Washington: Smoking is not only a high risk factor for a wide range of diseases but can also bring on age-related cataract, a leading cause of blindness and vision loss worldwide, says a new finding.
“Although cataracts can be removed surgically to restore sight, many people remain blind from cataracts due to inadequate surgical services and high surgery expenses,” said study author Juan Ye from the Institute of Ophthalmology in Zhejiang University of China.
“Identifying modifiable risk factors for cataracts may help establish preventive measures and reduce the financial as well as clinical burden caused by the disease,” said Ye, the journal Investigative Ophthalmology & Visual Science reports.
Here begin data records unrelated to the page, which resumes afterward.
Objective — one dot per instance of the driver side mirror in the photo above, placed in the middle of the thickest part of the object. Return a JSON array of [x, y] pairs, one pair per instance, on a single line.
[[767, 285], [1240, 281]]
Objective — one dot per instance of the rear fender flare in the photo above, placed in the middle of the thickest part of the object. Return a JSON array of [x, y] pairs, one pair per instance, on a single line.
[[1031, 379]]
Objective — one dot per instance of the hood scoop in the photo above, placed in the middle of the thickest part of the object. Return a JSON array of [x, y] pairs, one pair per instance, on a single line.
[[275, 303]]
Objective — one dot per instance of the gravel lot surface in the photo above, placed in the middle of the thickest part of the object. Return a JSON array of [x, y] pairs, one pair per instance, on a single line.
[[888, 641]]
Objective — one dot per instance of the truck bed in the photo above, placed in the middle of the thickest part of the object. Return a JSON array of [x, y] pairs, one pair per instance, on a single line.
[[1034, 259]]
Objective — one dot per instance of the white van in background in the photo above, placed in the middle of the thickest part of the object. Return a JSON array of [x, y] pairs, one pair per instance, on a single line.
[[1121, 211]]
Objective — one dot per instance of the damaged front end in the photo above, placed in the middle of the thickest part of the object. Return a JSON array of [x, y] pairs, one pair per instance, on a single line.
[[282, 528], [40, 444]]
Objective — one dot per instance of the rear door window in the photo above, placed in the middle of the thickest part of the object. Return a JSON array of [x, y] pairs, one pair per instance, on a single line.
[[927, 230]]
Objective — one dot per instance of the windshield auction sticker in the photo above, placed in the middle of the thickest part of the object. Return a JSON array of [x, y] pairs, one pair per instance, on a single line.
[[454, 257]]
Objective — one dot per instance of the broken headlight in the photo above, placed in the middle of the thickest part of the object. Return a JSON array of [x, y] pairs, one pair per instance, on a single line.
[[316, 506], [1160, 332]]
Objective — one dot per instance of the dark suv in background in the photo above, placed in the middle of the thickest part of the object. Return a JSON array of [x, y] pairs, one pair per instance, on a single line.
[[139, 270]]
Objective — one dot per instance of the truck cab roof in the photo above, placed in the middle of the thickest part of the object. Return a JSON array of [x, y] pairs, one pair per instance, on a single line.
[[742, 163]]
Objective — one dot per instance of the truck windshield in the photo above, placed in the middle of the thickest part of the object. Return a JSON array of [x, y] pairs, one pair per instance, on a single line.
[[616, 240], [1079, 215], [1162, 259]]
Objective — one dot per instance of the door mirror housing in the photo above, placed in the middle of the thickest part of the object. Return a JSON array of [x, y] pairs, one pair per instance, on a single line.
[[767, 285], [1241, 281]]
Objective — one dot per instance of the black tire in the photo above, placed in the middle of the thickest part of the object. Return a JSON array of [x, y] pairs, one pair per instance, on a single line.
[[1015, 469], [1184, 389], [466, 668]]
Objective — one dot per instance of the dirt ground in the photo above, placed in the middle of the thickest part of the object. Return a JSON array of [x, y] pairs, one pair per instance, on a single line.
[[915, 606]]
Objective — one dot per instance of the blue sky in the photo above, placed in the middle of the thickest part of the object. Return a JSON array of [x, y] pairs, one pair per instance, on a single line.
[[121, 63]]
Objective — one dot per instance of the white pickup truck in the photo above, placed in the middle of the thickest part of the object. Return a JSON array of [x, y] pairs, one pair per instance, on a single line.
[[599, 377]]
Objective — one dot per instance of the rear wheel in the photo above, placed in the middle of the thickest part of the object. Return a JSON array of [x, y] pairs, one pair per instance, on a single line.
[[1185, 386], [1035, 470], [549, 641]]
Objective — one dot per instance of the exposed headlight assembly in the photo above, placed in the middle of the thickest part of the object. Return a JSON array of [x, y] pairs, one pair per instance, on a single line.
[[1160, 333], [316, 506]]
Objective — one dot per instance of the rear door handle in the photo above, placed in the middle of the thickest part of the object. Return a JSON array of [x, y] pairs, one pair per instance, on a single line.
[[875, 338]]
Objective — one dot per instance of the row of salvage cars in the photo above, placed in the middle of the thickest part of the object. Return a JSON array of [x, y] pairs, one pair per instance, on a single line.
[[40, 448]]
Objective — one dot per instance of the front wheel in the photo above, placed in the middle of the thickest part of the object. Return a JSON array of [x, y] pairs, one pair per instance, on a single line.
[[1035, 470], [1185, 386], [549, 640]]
The team performed the analysis using 12 cohorts and eight case-control studies from Africa, Asia, Australia, Europe and North America to compare the prevalence of age-related cataract in individuals who smoked cigarettes to those who have never smoked.
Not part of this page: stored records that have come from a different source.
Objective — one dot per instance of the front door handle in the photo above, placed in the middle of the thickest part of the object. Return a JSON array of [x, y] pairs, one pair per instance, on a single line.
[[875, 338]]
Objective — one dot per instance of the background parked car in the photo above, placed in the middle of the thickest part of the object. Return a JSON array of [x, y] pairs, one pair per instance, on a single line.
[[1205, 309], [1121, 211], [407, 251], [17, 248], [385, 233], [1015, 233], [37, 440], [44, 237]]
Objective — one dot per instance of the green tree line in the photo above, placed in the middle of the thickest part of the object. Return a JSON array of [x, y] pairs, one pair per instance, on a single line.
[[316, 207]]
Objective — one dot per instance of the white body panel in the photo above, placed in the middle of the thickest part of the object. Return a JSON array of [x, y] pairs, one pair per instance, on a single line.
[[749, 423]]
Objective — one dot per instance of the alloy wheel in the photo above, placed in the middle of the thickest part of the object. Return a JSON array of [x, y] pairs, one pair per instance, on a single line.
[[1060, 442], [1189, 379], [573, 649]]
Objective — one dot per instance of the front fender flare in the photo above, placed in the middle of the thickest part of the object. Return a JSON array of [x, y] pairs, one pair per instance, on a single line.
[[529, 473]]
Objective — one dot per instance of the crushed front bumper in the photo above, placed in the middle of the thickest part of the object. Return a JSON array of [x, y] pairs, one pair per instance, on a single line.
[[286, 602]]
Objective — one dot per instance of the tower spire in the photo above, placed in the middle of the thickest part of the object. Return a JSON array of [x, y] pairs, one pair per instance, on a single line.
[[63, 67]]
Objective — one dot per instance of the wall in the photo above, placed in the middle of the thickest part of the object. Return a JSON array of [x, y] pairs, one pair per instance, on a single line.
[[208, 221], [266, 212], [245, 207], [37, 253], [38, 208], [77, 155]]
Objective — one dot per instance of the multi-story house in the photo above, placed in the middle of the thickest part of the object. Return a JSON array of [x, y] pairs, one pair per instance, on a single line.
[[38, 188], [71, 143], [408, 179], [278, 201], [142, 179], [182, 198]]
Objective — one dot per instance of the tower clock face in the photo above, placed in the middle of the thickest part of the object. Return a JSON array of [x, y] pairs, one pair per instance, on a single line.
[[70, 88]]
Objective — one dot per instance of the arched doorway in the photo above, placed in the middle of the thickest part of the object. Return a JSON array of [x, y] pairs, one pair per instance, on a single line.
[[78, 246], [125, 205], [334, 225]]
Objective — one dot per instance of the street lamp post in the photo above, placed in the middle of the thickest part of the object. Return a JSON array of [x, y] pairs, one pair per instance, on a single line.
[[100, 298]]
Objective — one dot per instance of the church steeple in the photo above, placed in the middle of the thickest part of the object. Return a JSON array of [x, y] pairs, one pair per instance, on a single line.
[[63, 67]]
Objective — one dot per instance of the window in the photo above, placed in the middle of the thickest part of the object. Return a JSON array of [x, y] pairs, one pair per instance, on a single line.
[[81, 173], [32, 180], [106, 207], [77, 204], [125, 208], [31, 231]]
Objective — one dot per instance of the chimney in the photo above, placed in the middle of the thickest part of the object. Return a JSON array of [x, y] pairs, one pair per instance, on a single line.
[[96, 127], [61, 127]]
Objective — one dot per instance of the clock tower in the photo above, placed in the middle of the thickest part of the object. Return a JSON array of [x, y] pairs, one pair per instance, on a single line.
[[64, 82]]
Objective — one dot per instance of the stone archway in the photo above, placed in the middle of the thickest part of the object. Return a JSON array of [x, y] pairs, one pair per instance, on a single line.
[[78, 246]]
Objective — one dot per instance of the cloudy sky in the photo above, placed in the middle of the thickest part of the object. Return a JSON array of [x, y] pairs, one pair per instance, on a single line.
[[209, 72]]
Cohort is a group of subjects who have shared a particular event together during a particular time span.
Further subgroup analyses were performed based on the subjects’ status as a past or current smoker and the three subtypes of age-related cataract, according to a Institute of Opthalmology statement.
The results showed that every individual who ever smoked cigarettes was linked with higher risk of age-related cataract, with a higher risk of incidence in current smokers.
In the subgroup analysis, former and current smokers showed a positive association with two of the subtypes: nuclear cataract, when the clouding is in the central nucleus of the eye, and subscapular cataract, when the clouding is in the rear of the lens capsule.
The analysis found no association between smoking and cortical cataract, in which the cloudiness affects the cortex of the lens.